Member organizations who are part of the Coalition include: the Alliance for Massage Therapy Education, the American Massage Therapy Association, Associated Bodywork & Massage Professionals, the Commission on Massage Therapy Accreditation, the Federation of State Massage Therapy Boards, the Massage Therapy Foundation and the National Certification Board for Therapeutuitic Massage and Bodywork.

In a statement released after publication of these reports, the Coalition explained that two concerns were at the top of the list in the early stages of the ELAP process, which they cited as "inconsistent quality, depth and focus of entry-level massage therapy education and a lack of licensure portability (professional mobility)." The initial objective of the group was to "identify and gain agreement on what should be core elements of entry-level massage therapy instructional programs - the knowledge and skills an entrant to the profession should possess to be ready to work safely and competently with clients."

the core - Copyright – Stock Photo / Register Mark And so a seven person working group was formed to address these concerns. Group members included Pat Archer, Clint Chandler, Rick Garbowski, Tom Lochhaas, Jim O'Hara, Cynthia Ribeiro and Ann Williams. According to the Coalition statement, "the ELAP process illuminated some predictable strengths in massage education, but also some wide ranging knowledge and skill gaps." The statement also says that "neither the Coalition nor its constituent organizations endorse every specific recommended sub-topic, activity or propsed weighting in the report." The group found that approximately 625 classroom hours of "capable instruction" would be necessary for students to acquire the core skills.

That number of 625 falls close to the average for most massage regulated states. Most regulated states now require 500 total educational hours, while others require more than the 625 recommended. The Coaltiion does "encourage interested parties to focus less upon the total hours and more on recommended subject matter and sub topics. It is vital to understand what The Core is not - it is not a complete massage school curriculum. The contents of this report are seen as the core - the foundational knowledge and skills every beginning massage therapist should possess - that should be part of every entry-level massage instructional program, but not the entirety."

The Coalition hopes this report will influence several professional groups within the massage profession. For the Federation of State Massage Therapy Boards, the Coalition hopes they will "use The Core as it builds guidelines for a model practice act." They also hope state licensing boards will use "The Core in setting education requirements for licensees.

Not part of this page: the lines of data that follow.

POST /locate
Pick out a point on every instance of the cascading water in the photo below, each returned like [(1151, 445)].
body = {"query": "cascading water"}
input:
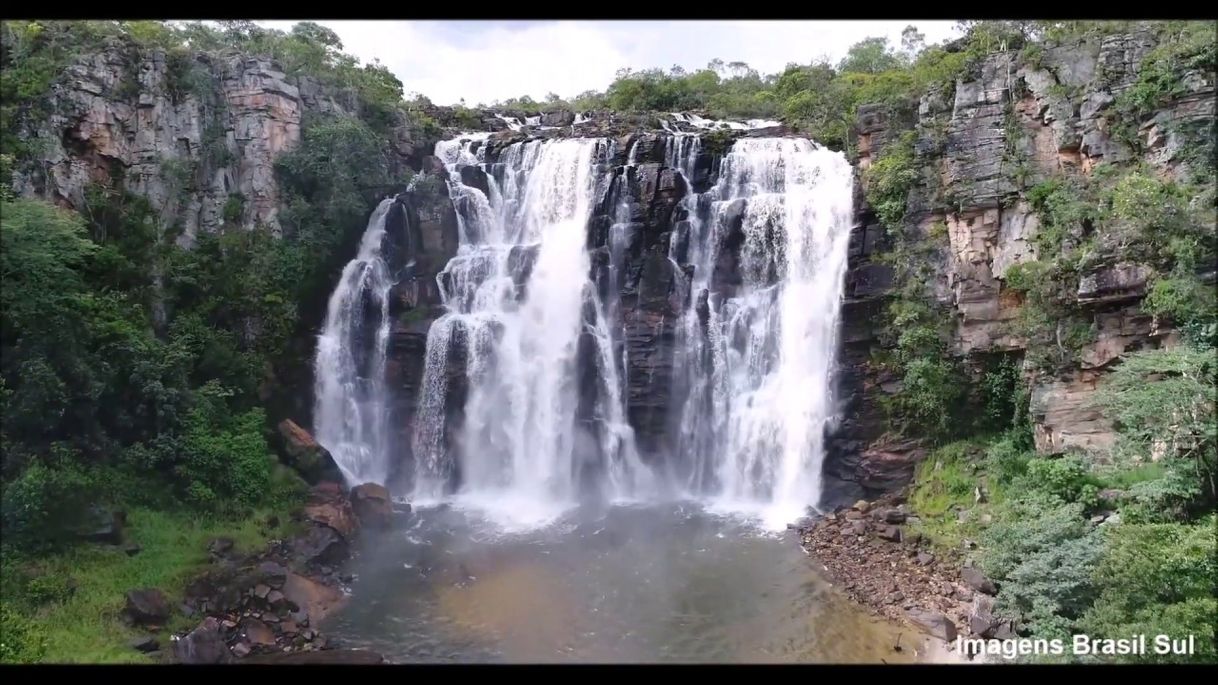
[(520, 302), (521, 404), (351, 401), (755, 357)]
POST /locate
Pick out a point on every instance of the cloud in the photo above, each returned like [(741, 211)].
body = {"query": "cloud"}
[(484, 61)]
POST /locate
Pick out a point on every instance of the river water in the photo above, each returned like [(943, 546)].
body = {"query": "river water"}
[(626, 584)]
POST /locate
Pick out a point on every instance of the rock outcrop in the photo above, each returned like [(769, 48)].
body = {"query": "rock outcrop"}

The Coalition hopes the Alliance for Massage Therapy Education will "refer to The Core in creating teacher training standards and curricula and that the National Certification Board for Therapeutic Massage and Bodywork will use "The Core as it identifies beginning vs. advanced knowledge and skills for its Board Certified credential."

The Coalition believes that the Commission on Massage Therapy Accreditation can use "The Core in evaluating massage and bodywork curricula for programmatic accreditation" and that "schools owners, admimninistrators and faculty can use The Core to strengthen or validate curricula and to adopt consistent learning outcomes."

"We believe that the efforts of work group members have resulted in an extraordinary, ground breaking body of work. Their Blueprint, and the underlying process described in the report, gains strength from its intellectual integrity and independence."